Die Interaktionen, gefilmt mit abgelenktem Blick oder die ruckartige Bewegung von Davenports Rollstuhlmanövrieren, zeugen vom Schatten der Freakshow und den Scheuklappen der Nichtbehinderten. Da ist ein Stadtbusangestellter, der Davenport schroff auffordert, seinen Rollstuhl umzudrehen, was andere Fahrgäste stumm oder distanziert. Ein Typ, der lässig die Rampe zu Davenports Haus mit Stromkabeln blockiert; zahlreiche Menschen, die Bürgersteigrampen blockieren oder ihm mit einem übertriebenen „Entschuldigung“ aus dem Weg rennen. Ein Nachbar, der sich als Davenport vorstellt, öffnet eine Tür mit „mehr Macht für dich … verdammt noch mal durchkämpfen“. Davenport reagiert auf jede mit einer Reihe von Antworten, von Höflichkeit über Frustration bis hin zu einem kathartischen „Fuck!“ und zum Nachbarn: „Ich meine, jeder hat seinen Scheiß, oder?“ Die Kollektion zeigt, wie er, wie er im Film sagt: „Ich kann es fühlen, wenn ich angestarrt und nicht gesehen werde.“

Reid Davenport. Foto: Stephen Lovekin/REX/Shutterstock

Der Dokumentarfilm war, wie Davenport seiner Mutter in einer von mehreren locker geschnittenen Szenen von Besuchen in seiner Heimatstadt Bethel, Connecticut (auch der Geburtsort des Freakshow-Pioniers PT Barnum, eine Tatsache, mit der er sich während des gesamten Films auseinandersetzt), als seine letzte gedacht persönlicher Film. „Ich denke, es gibt diese Neigung oder diese Erwartung an behinderte Menschen, Filme über sich selbst zu machen“, sagte er. „Das kann nicht die Erwartung sein.
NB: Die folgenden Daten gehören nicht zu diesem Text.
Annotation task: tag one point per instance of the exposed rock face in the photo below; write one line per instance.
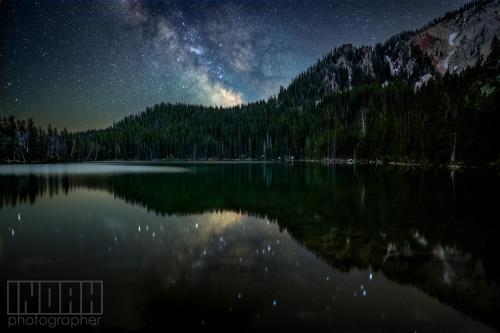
(458, 40)
(462, 38)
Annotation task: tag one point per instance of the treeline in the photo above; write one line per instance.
(451, 119)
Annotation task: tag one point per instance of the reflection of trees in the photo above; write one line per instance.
(348, 217)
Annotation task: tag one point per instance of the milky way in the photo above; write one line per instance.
(85, 64)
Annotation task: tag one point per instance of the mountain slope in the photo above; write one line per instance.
(458, 40)
(461, 38)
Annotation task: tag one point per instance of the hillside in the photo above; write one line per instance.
(388, 102)
(450, 44)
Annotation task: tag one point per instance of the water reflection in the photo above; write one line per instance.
(253, 244)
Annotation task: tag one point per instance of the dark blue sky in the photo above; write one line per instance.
(84, 64)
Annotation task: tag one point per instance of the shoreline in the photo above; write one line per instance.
(325, 161)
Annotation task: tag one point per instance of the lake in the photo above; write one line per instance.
(261, 245)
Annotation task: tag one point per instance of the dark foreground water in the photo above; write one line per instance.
(251, 246)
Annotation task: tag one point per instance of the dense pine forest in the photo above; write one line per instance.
(450, 119)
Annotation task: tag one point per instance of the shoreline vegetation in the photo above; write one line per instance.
(325, 161)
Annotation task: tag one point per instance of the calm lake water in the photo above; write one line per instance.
(261, 246)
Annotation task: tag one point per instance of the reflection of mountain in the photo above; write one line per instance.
(424, 229)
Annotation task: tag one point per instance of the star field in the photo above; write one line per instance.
(85, 64)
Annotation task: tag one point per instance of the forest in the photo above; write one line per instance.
(449, 120)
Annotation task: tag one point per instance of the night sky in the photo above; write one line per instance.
(84, 64)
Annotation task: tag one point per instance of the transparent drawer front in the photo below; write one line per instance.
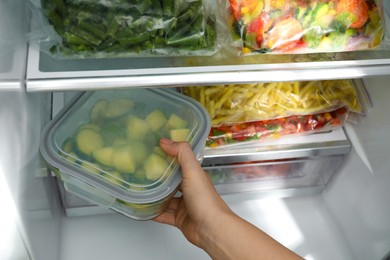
(274, 175)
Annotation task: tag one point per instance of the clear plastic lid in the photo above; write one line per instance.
(110, 140)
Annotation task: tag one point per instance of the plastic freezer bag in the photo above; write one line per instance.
(120, 28)
(239, 103)
(276, 128)
(305, 26)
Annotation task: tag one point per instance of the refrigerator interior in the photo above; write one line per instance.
(348, 220)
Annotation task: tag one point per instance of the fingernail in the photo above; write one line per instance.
(166, 141)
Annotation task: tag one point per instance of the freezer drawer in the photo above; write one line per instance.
(291, 166)
(288, 174)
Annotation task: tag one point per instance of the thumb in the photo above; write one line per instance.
(186, 157)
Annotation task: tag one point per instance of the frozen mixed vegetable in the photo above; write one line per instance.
(239, 103)
(275, 128)
(301, 26)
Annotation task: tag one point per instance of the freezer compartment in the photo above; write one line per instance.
(275, 175)
(45, 73)
(310, 162)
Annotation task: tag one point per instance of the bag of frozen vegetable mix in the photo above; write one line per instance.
(240, 103)
(305, 26)
(121, 28)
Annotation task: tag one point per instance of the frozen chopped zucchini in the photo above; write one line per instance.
(156, 119)
(112, 131)
(155, 167)
(98, 110)
(175, 122)
(140, 151)
(118, 107)
(90, 167)
(137, 128)
(67, 146)
(104, 156)
(119, 141)
(123, 159)
(114, 177)
(88, 140)
(180, 135)
(94, 127)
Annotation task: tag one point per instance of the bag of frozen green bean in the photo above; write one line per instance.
(123, 28)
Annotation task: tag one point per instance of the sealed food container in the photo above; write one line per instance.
(104, 29)
(295, 26)
(104, 147)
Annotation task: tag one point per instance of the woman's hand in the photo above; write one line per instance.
(199, 203)
(206, 220)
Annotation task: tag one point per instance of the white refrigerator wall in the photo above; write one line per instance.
(358, 196)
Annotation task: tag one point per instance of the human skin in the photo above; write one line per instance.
(207, 221)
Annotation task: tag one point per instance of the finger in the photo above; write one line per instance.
(167, 217)
(184, 154)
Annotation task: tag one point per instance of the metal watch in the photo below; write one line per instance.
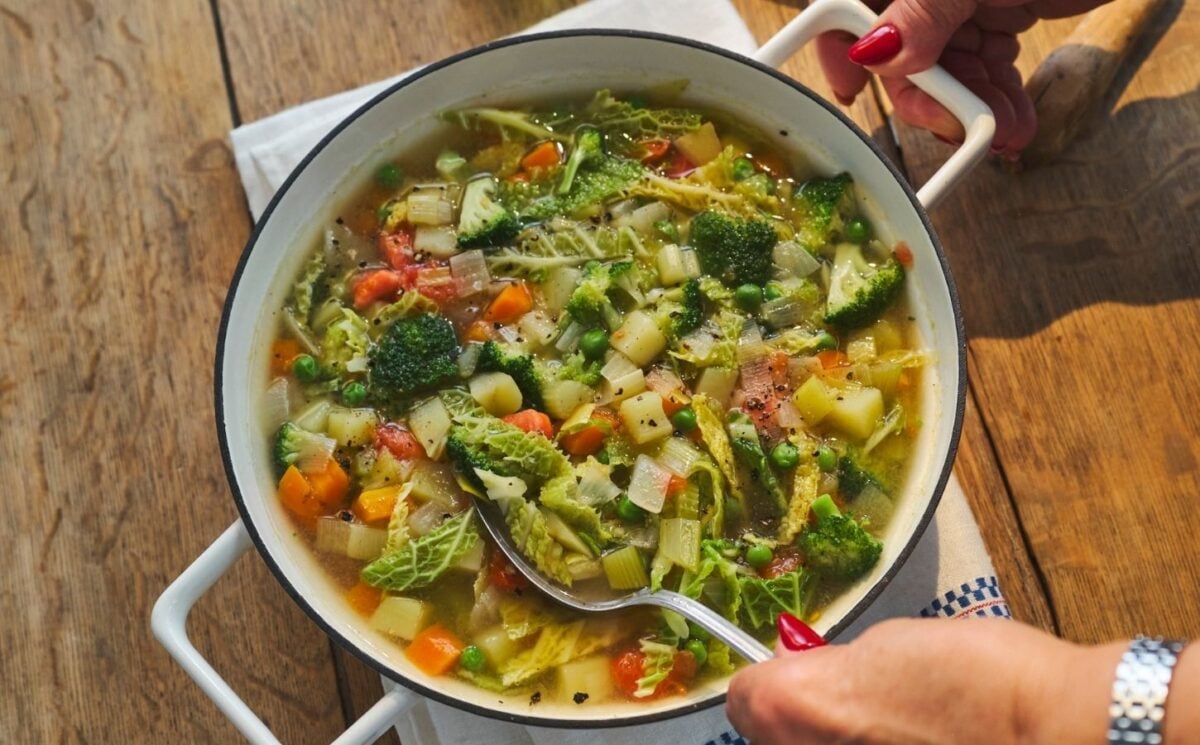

Natürlich sollten die Leute dazu in der Lage sein, wenn sie wollen, aber es gibt auch andere Themen, die in dieser einzigartigen Story-Struktur nicht erzählt werden können, also hoffe ich, dass es Filme gibt, die Behinderungen zeigen … eher kollektiv als nur einzeln.“

Gegen Ende hält die nahezu konstante Bewegung der Kamera an; Wir sitzen hinter Davenport und seiner Mutter in einem Hinterhof an der Ostküste, während die beiden in vertrauten Rollen über seine politische Neigung nachdenken. Sie ist besorgt über die Auswirkungen seines politischen Engagements auf seine Stimmung; er sieht darin eine offensichtliche Folge einer politisierten Existenz. Die Stille ist pointiert; Ohne die (immer noch begrenzte) Zugänglichkeitsinfrastruktur der Stadt – Oakland ist relativ zugänglich, aber „jede Stadt ist unzugänglich“, sagte er – beschränkt sich Davenports Bewegung auf das Zuhause und die vorläufigen Vereinbarungen, die dort stattfinden.

Dennoch sagte Davenport, der Film selbst habe keine breitere Botschaft als das Hören. „Ich denke, mein Team und ich haben uns sehr bemüht, nicht verschreibend zu sein“, sagte er. „Ich versuche nicht, etwas Bestimmtes zu sagen. Ich hoffe, dass der Film eher ein Erlebnis als ein Film ist.“ Zu diesem Zweck sind die unauslöschlichsten Momente von I Didn’t See You There weniger Szenen als flüchtige Blicke – Davenports Hand, die nach oben greift, um einen Ast zu berühren, das Muster eines sich bewegenden Maschendrahtzauns, das leise Knistern eines Rollstuhl gleitet auf dem Bürgersteig. Ausschnitte aus einem Leben und einer anderen Sichtweise.